Ron Raffety / Wikimedia Commons

Marvel actress Letitia Wright reveals in a new interview that her Christian faith rescued her during a time when she was depressed and was considering quitting the industry.

Wright was propelled into stardom in 2018 with her role in Black Panther alongside the late Chadwick Boseman, who died in 2020. In 2022’s Black Panther: Wakanda Forever, she plays the lead role.

But Wright, 29, says she nearly quit acting several years ago during a bout of depression. At the time, she was partying and drinking. She told The Guardian she had lost her values and perspective on life.

Actor Malachi Kirby (2016’s Roots), a Christian, invited her to an actors’ Bible study. Kirby said God had told him to reach out to her. “[Christianity] gave me the centering I needed, the good foundation I needed, and it helped me to put in perspective what was important for me,” Wright said. “Chasing something that is not tangible or not wholesome is not the way I want to go. If I were to pack all this up, I’d still be happy with my faith, the contentment I feel and the connection to God.”
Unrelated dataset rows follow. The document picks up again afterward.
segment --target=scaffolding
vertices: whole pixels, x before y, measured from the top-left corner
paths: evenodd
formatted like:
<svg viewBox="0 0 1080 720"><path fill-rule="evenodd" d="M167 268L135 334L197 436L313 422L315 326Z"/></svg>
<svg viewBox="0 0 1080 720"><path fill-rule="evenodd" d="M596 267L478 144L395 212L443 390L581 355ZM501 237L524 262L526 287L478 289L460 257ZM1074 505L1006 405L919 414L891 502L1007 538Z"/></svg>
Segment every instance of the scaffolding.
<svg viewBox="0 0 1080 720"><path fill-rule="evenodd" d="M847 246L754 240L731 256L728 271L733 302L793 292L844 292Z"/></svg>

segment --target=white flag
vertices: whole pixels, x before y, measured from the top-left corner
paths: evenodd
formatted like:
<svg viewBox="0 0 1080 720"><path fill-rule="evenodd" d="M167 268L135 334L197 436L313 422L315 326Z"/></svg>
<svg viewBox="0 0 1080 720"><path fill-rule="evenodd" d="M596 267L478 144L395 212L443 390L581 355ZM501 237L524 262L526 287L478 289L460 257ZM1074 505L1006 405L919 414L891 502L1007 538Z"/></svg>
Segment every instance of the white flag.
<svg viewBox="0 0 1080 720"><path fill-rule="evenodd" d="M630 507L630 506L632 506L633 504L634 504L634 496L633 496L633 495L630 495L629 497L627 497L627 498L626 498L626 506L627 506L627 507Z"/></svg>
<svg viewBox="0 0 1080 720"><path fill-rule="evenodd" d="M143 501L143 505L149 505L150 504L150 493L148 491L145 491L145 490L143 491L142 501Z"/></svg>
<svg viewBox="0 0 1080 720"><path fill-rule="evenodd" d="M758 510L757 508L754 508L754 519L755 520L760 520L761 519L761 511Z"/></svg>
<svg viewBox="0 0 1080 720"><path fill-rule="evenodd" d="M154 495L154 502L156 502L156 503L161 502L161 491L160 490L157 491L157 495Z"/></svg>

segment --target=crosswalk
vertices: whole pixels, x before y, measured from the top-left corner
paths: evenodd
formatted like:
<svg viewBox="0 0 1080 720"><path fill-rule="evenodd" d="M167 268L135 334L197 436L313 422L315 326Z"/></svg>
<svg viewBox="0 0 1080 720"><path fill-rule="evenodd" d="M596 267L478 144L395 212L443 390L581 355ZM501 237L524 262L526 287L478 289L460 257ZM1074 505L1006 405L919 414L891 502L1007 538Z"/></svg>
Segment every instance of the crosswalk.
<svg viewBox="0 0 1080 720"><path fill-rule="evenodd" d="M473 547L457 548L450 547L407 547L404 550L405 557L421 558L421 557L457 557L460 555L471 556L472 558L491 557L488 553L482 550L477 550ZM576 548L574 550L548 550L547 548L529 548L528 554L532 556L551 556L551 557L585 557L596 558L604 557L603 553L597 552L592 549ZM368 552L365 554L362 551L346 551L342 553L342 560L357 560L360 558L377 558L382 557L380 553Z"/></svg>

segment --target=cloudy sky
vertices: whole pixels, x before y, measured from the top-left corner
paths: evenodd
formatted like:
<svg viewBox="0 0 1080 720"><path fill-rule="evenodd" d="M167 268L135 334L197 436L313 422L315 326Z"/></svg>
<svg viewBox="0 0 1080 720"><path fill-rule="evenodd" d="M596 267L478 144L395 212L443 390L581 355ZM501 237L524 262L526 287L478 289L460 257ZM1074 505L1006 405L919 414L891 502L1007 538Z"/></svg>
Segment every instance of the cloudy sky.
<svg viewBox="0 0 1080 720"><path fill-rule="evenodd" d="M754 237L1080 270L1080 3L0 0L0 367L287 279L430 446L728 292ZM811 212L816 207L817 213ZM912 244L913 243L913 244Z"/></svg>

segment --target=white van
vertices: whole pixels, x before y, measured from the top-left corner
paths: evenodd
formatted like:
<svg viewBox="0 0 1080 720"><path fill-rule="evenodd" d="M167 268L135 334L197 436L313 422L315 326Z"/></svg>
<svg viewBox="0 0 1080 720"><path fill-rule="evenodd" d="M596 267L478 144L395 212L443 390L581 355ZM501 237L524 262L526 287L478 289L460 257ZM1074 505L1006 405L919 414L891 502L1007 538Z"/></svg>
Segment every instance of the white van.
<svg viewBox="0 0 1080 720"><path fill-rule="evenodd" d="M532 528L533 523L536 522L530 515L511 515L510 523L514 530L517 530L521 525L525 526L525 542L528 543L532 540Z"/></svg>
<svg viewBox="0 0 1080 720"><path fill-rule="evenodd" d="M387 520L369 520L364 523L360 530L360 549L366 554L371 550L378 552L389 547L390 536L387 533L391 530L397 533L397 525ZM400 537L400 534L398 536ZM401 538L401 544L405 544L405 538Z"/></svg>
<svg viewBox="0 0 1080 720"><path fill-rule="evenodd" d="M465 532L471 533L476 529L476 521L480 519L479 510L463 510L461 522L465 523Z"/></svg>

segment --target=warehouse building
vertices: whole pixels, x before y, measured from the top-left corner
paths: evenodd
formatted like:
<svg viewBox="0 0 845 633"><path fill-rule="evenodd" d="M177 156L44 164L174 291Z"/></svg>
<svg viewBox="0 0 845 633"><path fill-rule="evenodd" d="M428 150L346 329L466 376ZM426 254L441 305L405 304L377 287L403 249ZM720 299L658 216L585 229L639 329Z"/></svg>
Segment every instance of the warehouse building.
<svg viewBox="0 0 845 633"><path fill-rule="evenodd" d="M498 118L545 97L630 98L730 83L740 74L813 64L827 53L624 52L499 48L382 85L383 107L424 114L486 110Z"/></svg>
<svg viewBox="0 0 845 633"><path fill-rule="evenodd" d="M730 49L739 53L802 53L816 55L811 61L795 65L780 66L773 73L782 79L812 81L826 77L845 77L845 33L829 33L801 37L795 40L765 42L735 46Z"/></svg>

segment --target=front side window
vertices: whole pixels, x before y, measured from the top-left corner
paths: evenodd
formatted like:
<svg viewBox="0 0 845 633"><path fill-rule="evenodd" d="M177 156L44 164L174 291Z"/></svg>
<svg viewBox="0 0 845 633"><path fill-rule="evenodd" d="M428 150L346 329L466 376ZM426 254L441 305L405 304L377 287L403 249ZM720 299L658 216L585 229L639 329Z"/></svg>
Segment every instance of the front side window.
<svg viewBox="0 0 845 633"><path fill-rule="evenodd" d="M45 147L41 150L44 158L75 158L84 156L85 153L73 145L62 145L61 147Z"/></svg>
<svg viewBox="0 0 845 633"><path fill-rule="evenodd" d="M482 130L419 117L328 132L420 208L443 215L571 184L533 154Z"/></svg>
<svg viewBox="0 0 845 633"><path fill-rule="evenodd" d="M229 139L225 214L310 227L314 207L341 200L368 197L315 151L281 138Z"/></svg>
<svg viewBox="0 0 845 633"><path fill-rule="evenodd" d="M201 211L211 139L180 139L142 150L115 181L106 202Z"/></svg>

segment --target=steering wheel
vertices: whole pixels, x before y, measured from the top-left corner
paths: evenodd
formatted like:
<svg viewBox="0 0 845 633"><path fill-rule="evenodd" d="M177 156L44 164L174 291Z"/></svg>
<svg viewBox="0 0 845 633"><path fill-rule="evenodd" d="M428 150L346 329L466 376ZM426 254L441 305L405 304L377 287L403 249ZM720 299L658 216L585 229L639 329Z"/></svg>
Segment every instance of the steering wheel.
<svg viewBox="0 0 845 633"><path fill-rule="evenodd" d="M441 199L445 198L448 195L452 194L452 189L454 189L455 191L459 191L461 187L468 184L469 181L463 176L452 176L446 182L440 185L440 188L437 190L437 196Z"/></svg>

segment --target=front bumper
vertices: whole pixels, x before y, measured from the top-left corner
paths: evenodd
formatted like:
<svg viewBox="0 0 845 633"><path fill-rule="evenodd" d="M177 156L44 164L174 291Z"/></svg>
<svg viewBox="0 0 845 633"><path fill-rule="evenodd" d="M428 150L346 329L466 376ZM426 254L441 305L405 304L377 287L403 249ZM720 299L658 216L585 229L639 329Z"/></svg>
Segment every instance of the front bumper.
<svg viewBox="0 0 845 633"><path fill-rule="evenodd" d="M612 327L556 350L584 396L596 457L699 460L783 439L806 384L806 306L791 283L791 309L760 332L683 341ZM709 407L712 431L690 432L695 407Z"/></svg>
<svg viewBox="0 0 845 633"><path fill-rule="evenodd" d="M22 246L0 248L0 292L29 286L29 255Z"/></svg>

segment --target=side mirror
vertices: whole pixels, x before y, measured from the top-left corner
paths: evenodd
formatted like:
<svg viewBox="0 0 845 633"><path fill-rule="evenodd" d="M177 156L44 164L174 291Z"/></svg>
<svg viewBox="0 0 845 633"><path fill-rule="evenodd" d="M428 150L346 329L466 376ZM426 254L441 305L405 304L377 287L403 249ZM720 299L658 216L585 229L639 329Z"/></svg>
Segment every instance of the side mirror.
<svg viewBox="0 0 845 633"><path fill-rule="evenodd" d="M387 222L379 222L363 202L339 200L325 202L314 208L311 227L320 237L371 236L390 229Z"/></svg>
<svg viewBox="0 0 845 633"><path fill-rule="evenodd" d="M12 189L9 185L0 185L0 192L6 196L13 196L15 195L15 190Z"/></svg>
The newspaper asked her: Had she been chasing unwholesome things? “Yes, of course. We all chase things,” Wright answered. “You feel you need a better job, or better role, or more accolades, or more recognition. And I was chasing that. I had been chasing, chasing, chasing, but feeling empty. I realized I don’t have to chase that anymore. If I trust that God has a plan for my life, and I follow that and trust I’m doing the right things, then if people feel it, they will. … The more I prayed, the more I felt connected and the less anxious.”

Wright comes from a religious family but wanted a personal relationship with Jesus, saying, “My parents have always had faith, but it wasn’t something we continually practiced. I had to find what worked for me, and I found that Jesus worked for me.” She launched a production company, Threesixteen, that gets its name from the New Testament verse John 3:16. Wright and Boseman were close friends. He shared her faith, she said. “He definitely believed in God,” she said. “He grew up a Christian, and his brother was a pastor.”

In Black Panther: Wakanda Forever, she reprises her role as the scientist superhero Shuri. What makes this prolific output all the more impressive is that she is still grieving for the actor Chadwick Boseman, her fictional brother in Black Panther and as close to a real brother as she’s had in real life. “I was devastated, as you can imagine. I’ve had to process it through therapy,” she says. “It’s not like I had a two-year break to process it and then came back into the film. We had to start six months after Chad died.”

Wright says Boseman’s death taught her that there’s an illusion where we think we have so much time with people when in reality, we don’t. She says it also led her to reach out to the people you love while you have the chance.